Changes to Deductible Expenses and the Increasing Coefficient

A notable shift in the tax code is the introduction of an increasing coefficient for certain deductible expenses, which businesses can use to reduce their tax liabilities. This coefficient, which applies to selecting the costs, has increased from 1.5 to 2. Eligible expenses include:

  • The purchase of fixed assets used in developing artificial intelligence (AI) or other high-tech equipment.
  • Acquisition of amortized intangible assets, such as software licenses and databases, that contribute to business activities.
  • Research and development (R&D) expenses that meet criteria set by the government, including participation in special approved programs.
  • Software and databases related to AI, provided they are included in the Unified Register of Russian Software and Databases.

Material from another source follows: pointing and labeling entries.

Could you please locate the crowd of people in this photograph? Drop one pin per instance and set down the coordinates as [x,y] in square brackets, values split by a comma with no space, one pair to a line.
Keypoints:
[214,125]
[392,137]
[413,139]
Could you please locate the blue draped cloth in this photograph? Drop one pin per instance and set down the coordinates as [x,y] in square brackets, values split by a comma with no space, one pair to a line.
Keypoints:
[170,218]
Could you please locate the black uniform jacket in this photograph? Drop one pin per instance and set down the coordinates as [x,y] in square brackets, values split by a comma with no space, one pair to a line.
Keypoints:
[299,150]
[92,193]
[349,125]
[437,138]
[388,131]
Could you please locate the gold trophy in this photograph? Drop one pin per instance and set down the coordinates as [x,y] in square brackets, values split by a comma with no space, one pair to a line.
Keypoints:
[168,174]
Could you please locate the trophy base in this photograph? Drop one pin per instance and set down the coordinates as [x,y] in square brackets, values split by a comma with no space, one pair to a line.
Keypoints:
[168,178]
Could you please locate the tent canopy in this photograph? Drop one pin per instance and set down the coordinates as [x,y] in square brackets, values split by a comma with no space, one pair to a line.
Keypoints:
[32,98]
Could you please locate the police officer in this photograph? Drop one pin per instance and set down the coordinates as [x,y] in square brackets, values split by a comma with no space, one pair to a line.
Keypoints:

This provision aims to support industries that invest in high-tech infrastructure and innovation. However, businesses must ensure their expenditures meet the criteria to qualify for these enhanced deductions.

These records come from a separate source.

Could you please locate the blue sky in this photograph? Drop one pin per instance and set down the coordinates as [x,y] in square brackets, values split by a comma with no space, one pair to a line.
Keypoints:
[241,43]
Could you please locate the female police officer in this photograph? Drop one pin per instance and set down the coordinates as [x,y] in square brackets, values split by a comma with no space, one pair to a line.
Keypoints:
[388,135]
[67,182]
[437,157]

Federal Investment Deduction

The new federal investment deduction allows businesses to reduce their taxable income through significant investments in fixed or intangible assets, including modernization and technical upgrades. However, companies must choose between utilizing the regional or federal deduction, each with its benefits.

  • Federal Deduction: Unlike regional deductions, the federal investment deduction applies uniformly across Russia. Companies can also carry any unused deduction portion into future tax periods. However, there are requirements: businesses must pay at least 3% of their profit as tax each year over the next six years to be eligible. In subsequent years, this minimum tax requirement will decrease to 2%.
  • Regional Deduction: Regional deductions may offer more generous terms but vary significantly depending on the local government’s policies. Companies in specific regions should consult with local tax advisors to assess which federal or regional deduction is more beneficial.

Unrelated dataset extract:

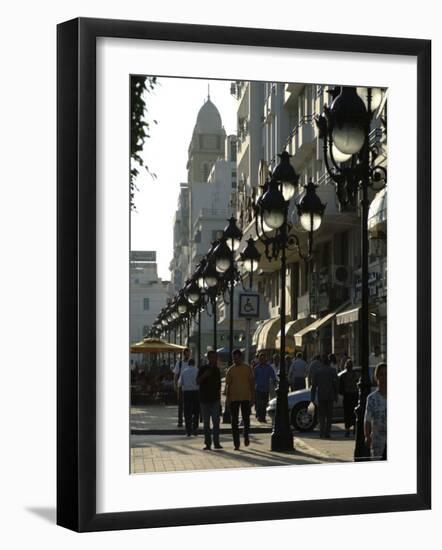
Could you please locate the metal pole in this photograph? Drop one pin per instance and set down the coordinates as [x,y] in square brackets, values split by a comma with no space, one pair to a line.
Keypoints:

What Does This Mean for Businesses?

The new corporate income tax rates and provisions represent a significant shift in Russia’s tax landscape, particularly for businesses operating in high-tech sectors or with foreign operations. Companies must prepare for these changes by revisiting their tax strategies and ensuring compliance with the updated rules.

  • Foreign Businesses: Foreign firms operating in Russia without a permanent representative office will face higher tax rates. They should evaluate their operations and consider establishing a permanent presence to mitigate these higher costs.
  • High-Tech Firms: IT companies, small-tech startups, and firms investing in AI, R&D, or high-tech infrastructure may benefit from new deductions and lower federal tax rates. These changes make Russia an attractive environment for innovation-driven industries, though businesses must navigate the eligibility requirements carefully.
  • Long-Term Investment: The new federal investment deduction could encourage long-term capital investment in infrastructure and modernization. However, businesses should consider the minimum tax requirements and the potential to carry forward deductions when planning their investment strategies.

In conclusion, the updated tax regime signals Russia’s ongoing effort to modernize its economy and attract high-tech investments. Businesses are advised to act quickly to comply with the new rules and take advantage of the tax incentives offered under the revised system. Proactive tax planning will be essential for domestic and international companies as the new regulations are enacted in January 2025.